Snowbird resides in Little Cottonwood Canyon where the terrain is rugged and steep. As a result, there are only a handful of mountain bike trails but the best-known trail is Big Mountain Trail
which is a downhill-only trail (after 11am) and starts about 50 yards below the Snowbird Tram.
To ride this trail you can pay $20+ and go up on the tram or you can make your way up on a network of Snowbird dirt roads.
During operating hours, you can get a cold drink and food at the Tram Station but check ahead of time.
There are a couple of routes up to the highest peak in Snowbird (Tram Station), but the most scenic and most balanced from an ascent perspective is this route. You'll climb a little over 3,000 ft in 7 miles. What I love about this route is that you get to see the backside of Snowbird as well which overlooks Mineral Basin at the top of American Fork Canyon. This is my favorite summer loop because it can be 90+ degrees down in the Salt Lake Valley and you'll be averaging mid 60's as you make your way up this route.

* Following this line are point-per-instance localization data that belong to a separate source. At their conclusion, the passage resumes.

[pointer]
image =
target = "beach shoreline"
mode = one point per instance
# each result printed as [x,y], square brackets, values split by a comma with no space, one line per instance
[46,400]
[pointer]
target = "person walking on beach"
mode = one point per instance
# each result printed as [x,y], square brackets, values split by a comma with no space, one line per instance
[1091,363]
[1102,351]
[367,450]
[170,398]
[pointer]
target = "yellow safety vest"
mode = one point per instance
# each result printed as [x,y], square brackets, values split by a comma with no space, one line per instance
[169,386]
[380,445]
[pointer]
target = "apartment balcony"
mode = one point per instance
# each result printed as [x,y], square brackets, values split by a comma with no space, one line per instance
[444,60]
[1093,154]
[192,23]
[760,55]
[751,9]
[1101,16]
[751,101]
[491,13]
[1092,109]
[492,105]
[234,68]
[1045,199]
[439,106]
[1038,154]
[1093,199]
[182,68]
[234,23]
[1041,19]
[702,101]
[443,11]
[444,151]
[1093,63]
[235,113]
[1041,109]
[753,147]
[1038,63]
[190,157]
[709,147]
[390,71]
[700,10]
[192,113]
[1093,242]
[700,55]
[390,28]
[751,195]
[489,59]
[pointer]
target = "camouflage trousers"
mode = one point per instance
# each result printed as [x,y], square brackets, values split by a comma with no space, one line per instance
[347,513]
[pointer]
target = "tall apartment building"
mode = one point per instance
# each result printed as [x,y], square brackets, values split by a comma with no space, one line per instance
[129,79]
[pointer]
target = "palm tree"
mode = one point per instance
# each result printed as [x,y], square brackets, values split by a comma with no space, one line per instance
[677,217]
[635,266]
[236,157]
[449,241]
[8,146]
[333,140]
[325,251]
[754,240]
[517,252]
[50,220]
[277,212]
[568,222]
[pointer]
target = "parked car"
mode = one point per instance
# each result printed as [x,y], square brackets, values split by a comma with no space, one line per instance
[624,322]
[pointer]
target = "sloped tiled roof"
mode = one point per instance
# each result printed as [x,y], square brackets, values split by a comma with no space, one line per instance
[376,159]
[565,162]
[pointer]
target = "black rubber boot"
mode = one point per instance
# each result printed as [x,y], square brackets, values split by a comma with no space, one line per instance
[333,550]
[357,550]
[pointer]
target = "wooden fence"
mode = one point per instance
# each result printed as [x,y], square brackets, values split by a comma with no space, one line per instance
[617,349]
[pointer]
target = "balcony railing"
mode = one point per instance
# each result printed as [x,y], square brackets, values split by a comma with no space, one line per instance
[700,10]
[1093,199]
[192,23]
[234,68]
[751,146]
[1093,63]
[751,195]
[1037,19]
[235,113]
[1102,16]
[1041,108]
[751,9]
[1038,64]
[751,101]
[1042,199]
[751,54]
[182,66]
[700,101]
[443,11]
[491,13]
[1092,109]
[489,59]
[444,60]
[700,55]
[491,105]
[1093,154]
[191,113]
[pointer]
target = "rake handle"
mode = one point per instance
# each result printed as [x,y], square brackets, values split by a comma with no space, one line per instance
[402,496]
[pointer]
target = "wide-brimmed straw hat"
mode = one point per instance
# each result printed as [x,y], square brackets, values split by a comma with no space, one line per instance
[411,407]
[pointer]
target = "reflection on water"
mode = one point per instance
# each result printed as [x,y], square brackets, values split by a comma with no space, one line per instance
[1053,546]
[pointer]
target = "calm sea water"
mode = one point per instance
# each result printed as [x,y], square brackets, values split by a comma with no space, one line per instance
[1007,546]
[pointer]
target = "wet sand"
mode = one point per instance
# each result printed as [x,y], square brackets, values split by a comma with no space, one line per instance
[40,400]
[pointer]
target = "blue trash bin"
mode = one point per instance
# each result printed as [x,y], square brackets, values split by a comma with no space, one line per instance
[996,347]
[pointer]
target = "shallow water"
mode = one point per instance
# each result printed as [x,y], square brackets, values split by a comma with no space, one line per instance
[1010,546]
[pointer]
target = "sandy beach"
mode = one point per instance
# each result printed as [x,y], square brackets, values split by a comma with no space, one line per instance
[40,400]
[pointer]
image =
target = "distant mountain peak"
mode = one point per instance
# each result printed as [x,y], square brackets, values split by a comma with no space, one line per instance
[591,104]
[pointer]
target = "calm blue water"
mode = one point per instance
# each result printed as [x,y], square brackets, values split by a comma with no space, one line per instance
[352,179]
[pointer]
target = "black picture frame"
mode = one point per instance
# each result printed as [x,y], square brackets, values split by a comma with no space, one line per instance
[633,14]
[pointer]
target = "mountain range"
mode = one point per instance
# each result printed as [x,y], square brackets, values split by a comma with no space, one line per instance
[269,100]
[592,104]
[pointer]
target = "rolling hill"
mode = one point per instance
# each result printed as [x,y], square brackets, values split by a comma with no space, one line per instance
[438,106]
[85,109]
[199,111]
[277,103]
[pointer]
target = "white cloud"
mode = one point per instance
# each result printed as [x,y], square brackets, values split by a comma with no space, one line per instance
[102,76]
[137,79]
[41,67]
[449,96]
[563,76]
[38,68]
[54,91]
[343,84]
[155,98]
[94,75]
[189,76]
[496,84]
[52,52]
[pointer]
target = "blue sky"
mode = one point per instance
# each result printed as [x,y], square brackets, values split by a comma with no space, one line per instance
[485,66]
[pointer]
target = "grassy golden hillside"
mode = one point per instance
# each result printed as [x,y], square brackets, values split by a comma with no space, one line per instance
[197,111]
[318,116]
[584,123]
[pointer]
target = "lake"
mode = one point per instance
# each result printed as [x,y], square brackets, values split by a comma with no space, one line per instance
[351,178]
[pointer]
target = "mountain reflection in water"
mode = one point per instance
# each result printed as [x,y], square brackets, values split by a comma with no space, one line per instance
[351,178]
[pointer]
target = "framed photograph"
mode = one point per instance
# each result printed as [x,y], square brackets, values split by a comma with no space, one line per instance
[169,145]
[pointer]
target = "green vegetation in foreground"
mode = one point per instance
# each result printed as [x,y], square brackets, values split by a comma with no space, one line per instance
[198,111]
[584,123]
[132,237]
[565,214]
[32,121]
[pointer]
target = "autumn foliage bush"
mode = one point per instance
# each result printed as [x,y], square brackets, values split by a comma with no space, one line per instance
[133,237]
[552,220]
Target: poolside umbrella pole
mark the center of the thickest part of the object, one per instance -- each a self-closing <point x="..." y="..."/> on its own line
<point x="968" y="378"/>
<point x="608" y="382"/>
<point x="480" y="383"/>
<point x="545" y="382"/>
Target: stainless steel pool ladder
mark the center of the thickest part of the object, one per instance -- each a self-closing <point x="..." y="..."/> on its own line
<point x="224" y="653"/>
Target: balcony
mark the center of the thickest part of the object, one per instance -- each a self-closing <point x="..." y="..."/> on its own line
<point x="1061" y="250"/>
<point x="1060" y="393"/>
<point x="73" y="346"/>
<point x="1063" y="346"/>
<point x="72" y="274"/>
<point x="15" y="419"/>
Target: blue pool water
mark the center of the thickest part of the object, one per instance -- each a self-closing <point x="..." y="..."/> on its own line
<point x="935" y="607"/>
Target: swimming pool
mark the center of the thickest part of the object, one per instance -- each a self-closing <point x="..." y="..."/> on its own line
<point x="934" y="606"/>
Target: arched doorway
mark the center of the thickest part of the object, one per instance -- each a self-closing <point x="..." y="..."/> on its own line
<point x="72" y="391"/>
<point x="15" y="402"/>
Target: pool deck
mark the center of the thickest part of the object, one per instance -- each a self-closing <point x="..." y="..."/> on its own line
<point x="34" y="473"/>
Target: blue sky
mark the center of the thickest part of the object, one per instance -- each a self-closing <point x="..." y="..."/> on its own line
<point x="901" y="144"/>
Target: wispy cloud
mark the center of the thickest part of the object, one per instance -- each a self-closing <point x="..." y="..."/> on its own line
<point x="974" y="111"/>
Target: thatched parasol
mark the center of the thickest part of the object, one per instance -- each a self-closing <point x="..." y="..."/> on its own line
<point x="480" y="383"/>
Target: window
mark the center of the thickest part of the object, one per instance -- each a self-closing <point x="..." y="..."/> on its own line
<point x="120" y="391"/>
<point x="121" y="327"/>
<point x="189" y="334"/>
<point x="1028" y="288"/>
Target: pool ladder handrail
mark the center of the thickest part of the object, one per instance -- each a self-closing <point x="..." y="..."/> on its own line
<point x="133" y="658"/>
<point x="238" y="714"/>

To start this route, park on the road (there is plenty of parking on Alta By-Pass Road) just above the Cliff Lodge which is the lodge furthest up Canyon at the Snowbird resort and just below the town of Alta. You'll have to climb about 0.75 miles up the Alta By-Pass Road and then right before it rejoins Little Cottonwood Canyon Road you'll make a right onto E. Peruvian Acre Road. You'll climb about 0.25 miles up this road before it turns into a dirt road. Now you're on the dirt course and can follow the route.
You'll climb along a wider trail for a while which will then open up to a series of dirt roads. These roads are closed to vehicles so you'll only encounter hikers and mountain bikers, no vehicles except for a rare Snowbird maintenance vehicle. The views are beautiful along the climb and while there are steep grades along the way, there are several sections where the grades are relaxed so that you can have a little recovery.
Once at the top of the climb (Snowbird Tram Station), take a well-deserved break before heading down. The Big Mountain Trail
is about 50 yards below the Tram station. There is a sign that says "No Mountain Bikes" right at the top, which indicates they want you to walk the 50 yards down to the trailhead. If I find people on the trail, I walk my bike, but most of the time I'm the only one up there so I ride down to the trail start.
The downhill trail is well marked. It is high speed and has a lot of small jumps along the way as well as some aggressive but well-maintained switchbacks and a few technical sections where you have to maneuver over short sections of rocky landslides. I agree this trail deserves a difficult rating but 90% of it is intermediate which is to say you can walk the few technical sections if you are so inclined so this is an OK trail for an experienced intermediate rider who is in good shape and ready for the strenuous climb.
The trail drops you out at the Cliff Lodge so this loop is set up so that when you start the downhill at the top, there is no more climbing, except for maybe 50-100 feet at the bottom. Enjoy!